What doses of semaglutide (glucagon-like peptide-1 receptor agonist) were used to treat a patient with mast cell activation syndrome (MCAS) who has failed standard therapies?

Semaglutide Dosing in MCAS Study

The study used a variety of GLP-1 receptor agonist doses across different medications, with semaglutide specifically administered at doses ranging from 0.25 mg to 2.4 mg weekly, though the exact distribution and most common doses were not specified in the case series. 1

Study Design and Patient Population

This was the first case series examining GLP-1 receptor agonist utility in mast cell activation syndrome, involving 47 patients (mean age 39, range 15-71,89% female) with refractory MCAS who had failed standard therapies 1. The patients demonstrated the characteristic heterogeneity of MCAS, presenting with chronic multisystem polymorbidity of inflammatory, allergic, and dystrophic phenotypes 1.

GLP-1 Receptor Agonist Medications Used

The study employed "a variety of GLP-1RAs" rather than exclusively semaglutide, though specific dosing details for each medication type were not comprehensively reported 1. The rationale for using GLP-1 receptor agonists was based on their engagement with GLP-1 receptors present on mast cells and their established efficacy in managing other chronic inflammatory diseases 1.

Clinical Outcomes

Among the 47 cases, 89% demonstrated clinical benefit with GLP-1 receptor agonists for a broad range of problems associated with MCAS 1. This represents a remarkably high response rate in a population that had previously failed standard MCAS therapies, which typically include H1 and H2 antihistamines, cromolyn sodium, leukotriene inhibitors, and mast cell stabilizers 2.

Context: Standard MCAS Treatment Failures

These patients had exhausted conventional MCAS management options before GLP-1 receptor agonist trial 1. Standard first-line therapies for MCAS include H1 antihistamines (often at 2-4 times FDA-approved doses), H2 antihistamines for gastrointestinal symptoms, and cromolyn sodium for abdominal manifestations 2. Second-line options include aspirin (for patients with elevated urinary 11b-PGF2a), leukotriene inhibitors (particularly if urinary LTE4 is elevated), and corticosteroid tapers for refractory symptoms 2.

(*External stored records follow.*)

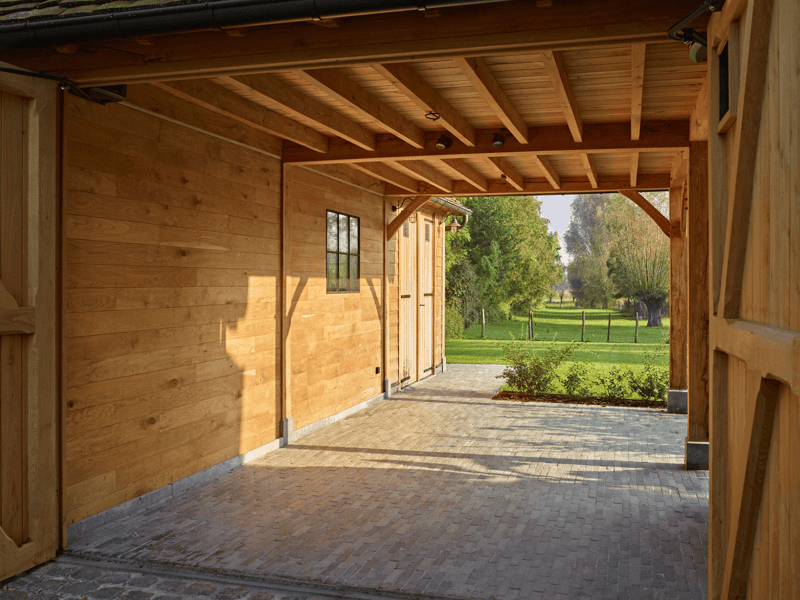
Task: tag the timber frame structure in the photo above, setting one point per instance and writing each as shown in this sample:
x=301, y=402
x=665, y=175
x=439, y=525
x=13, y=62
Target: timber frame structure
x=182, y=227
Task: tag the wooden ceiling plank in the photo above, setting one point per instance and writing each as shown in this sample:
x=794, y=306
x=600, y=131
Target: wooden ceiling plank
x=275, y=91
x=638, y=52
x=508, y=173
x=220, y=100
x=652, y=211
x=411, y=84
x=470, y=174
x=662, y=136
x=589, y=167
x=484, y=82
x=389, y=175
x=345, y=89
x=554, y=65
x=421, y=170
x=549, y=172
x=542, y=186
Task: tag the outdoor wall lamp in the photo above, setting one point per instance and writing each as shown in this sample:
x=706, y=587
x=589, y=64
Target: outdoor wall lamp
x=443, y=142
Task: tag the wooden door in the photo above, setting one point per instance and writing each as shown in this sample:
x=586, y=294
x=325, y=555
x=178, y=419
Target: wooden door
x=29, y=530
x=754, y=304
x=408, y=302
x=426, y=299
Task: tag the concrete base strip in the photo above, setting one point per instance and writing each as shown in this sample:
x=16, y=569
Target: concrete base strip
x=234, y=578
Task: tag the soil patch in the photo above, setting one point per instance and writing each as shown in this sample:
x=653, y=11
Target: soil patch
x=564, y=399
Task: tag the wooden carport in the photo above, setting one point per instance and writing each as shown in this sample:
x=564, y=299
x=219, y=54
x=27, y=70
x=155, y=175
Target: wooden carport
x=535, y=98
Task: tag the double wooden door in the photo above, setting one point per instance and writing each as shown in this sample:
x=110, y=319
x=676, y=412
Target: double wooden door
x=29, y=474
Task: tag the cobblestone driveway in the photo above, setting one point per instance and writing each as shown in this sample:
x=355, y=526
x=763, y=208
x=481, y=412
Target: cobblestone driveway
x=442, y=491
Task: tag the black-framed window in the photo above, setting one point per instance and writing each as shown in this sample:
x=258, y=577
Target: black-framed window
x=343, y=262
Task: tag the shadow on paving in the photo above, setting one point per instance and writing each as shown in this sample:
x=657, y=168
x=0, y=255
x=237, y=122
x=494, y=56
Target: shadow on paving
x=440, y=492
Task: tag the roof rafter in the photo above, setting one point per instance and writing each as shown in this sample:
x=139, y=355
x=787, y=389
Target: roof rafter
x=612, y=138
x=410, y=83
x=345, y=89
x=554, y=66
x=220, y=100
x=268, y=88
x=484, y=82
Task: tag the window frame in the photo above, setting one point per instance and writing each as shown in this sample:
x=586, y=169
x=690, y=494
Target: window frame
x=339, y=254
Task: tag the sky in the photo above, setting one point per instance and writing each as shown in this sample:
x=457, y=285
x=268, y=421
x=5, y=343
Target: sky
x=556, y=209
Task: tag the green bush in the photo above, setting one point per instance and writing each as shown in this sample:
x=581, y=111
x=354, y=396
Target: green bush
x=576, y=381
x=453, y=323
x=652, y=382
x=532, y=372
x=615, y=384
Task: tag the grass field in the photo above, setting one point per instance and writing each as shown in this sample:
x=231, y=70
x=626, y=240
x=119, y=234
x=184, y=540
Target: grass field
x=565, y=325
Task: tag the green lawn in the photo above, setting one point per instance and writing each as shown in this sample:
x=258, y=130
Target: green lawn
x=565, y=325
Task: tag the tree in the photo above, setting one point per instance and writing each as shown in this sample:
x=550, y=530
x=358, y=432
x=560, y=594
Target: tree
x=638, y=263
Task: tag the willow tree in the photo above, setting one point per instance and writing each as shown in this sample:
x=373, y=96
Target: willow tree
x=638, y=264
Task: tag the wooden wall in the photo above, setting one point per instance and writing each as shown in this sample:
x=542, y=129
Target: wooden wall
x=172, y=244
x=755, y=300
x=335, y=340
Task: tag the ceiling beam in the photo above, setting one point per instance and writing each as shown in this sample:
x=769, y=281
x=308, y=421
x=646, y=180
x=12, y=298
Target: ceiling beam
x=389, y=175
x=419, y=91
x=220, y=100
x=507, y=172
x=549, y=172
x=513, y=27
x=469, y=174
x=663, y=136
x=638, y=52
x=267, y=88
x=482, y=79
x=421, y=170
x=541, y=186
x=348, y=91
x=554, y=66
x=591, y=172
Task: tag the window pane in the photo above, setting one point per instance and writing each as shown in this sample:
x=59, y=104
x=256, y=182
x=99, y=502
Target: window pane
x=353, y=235
x=343, y=272
x=332, y=275
x=353, y=273
x=333, y=232
x=343, y=233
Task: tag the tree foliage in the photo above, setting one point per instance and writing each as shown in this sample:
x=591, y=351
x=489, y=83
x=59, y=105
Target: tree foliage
x=504, y=258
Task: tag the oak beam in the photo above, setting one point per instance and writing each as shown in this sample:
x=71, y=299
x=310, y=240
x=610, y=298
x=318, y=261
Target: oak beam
x=638, y=52
x=740, y=547
x=419, y=91
x=507, y=172
x=554, y=66
x=406, y=213
x=389, y=175
x=225, y=102
x=482, y=79
x=268, y=88
x=652, y=211
x=751, y=98
x=548, y=170
x=664, y=136
x=469, y=174
x=540, y=186
x=345, y=89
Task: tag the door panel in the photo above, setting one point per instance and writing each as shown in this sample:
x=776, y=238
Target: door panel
x=29, y=529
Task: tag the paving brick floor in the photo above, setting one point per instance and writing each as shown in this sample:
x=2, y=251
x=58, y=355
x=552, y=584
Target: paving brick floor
x=443, y=491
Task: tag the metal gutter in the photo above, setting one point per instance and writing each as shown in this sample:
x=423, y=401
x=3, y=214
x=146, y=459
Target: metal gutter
x=215, y=14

Critical Limitations and Need for Further Research

The authors explicitly state that randomized controlled trials are needed to assess the efficacy and identify optimal dosing of GLP-1 receptor agonist treatment in MCAS 1. This case series provides preliminary evidence but lacks the rigor to establish definitive dosing protocols or predict which MCAS patients will respond.

Important Caveats

• The study did not provide a standardized dosing protocol across all patients 1
• Individual dose selection likely varied based on tolerability and response 1
• The mechanism by which GLP-1 receptor agonists benefit MCAS remains incompletely understood, though it likely relates to their effects on mast cell GLP-1 receptors 1
• MCAS diagnosis itself remains controversial, with recent prospective data showing that only 2% of patients with suspected MCAS actually meet diagnostic criteria 3

Diagnostic Considerations for MCAS

Before considering novel therapies like GLP-1 receptor agonists, clinicians must confirm true MCAS diagnosis using established criteria: (1) episodic mast cell-driven symptoms affecting at least two organ systems, (2) documented episodic tryptase increase (>20% + 2 ng/mL above baseline), and (3) response to mast cell-targeted treatment 4, 3. Many patients self-diagnose MCAS without meeting these criteria, with one study finding 53% of suspected MCAS cases were based on self-evaluation rather than clinical diagnosis 3.